A day after the U.S. Supreme Court ruled that the federal government may not ban political spending by corporations or unions in candidate elections, officials across America were rushing to cope with the fallout on Friday, as laws in 24 states were directly or indirectly called into question by the ruling.
The states that explicitly prohibit independent expenditures by unions and corporations will be most affected by the ruling. However, the decision has consequences for all states, since they are now effectively prohibited from adopting restrictions on corporate and union spending on political campaigns.
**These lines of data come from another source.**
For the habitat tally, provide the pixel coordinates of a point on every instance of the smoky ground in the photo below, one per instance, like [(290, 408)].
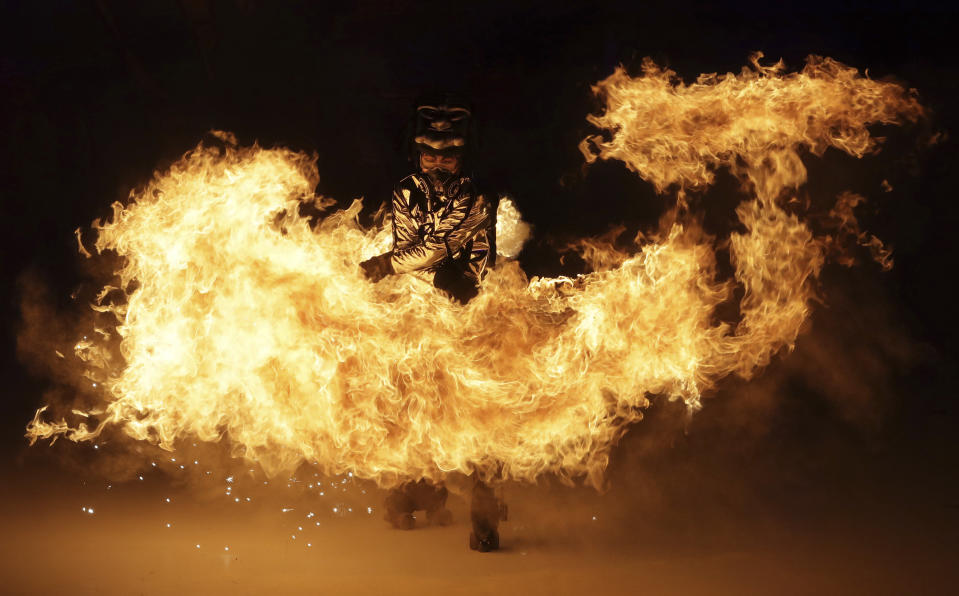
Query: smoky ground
[(831, 472)]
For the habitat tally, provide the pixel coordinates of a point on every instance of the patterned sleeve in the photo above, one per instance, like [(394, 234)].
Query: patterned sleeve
[(467, 216)]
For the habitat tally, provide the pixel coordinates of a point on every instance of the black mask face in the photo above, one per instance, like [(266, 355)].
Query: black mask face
[(442, 124)]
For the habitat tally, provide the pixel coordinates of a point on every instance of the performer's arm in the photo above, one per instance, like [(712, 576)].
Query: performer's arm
[(467, 216)]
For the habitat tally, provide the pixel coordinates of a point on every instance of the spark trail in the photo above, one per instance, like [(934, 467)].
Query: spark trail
[(239, 322)]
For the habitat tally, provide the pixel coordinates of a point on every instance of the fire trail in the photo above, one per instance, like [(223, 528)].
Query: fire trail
[(233, 319)]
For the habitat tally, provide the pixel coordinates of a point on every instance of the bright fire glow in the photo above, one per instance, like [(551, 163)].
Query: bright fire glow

For now, Thursday's 5-4 decision does not overturn all the state laws in question, but it is only a matter of time, experts said, before the laws will be challenged in the courts or repealed by state legislatures. Since the state laws are vulnerable it is unlikely officials will continue enforcing them, experts said.
Montana is one of the states that will probably be affected. It has one of the nation's oldest campaign finance laws, approved by voters in 1912 after a copper baron, William A. Clark of Butte, bribed members of the state Legislature to get a U.S. Senate seat.
Chris Gallus, a former lobbyist and a lawyer who represents business interests in Montana, said Friday that his clients would most likely challenge the statute if it was not stricken.
States that can expect to see the biggest and most sudden influx of money are those — like Florida and Ohio — where it is relatively expensive to run campaigns and where races are competitive, said Ray La Raja, a political science professor at the University of Massachusetts at Amherst. He predicted corporate spending would increase in states where control of state governments hangs in the balance.
The ruling left many state lawmakers frustrated and uncertain how to proceed.
"It's absolutely outrageous, and we've got to find a way to deal with it," said Michael Gronstal, the Senate majority leader in Iowa, where lawmakers were exploring how they might keep at least some of the restrictions on political expenditures in the current state law.
The 24 states with laws that were directly or indirectly called into question by the ruling are Alaska, Arizona, Colorado, Connecticut, Iowa, Kentucky, Massachusetts, Michigan, Minnesota, Montana, New Hampshire, North Carolina, North Dakota, Ohio, Oklahoma, Pennsylvania, Rhode Island, South Dakota, Tennessee, Texas, Washington, West Virginia, Wisconsin and Wyoming.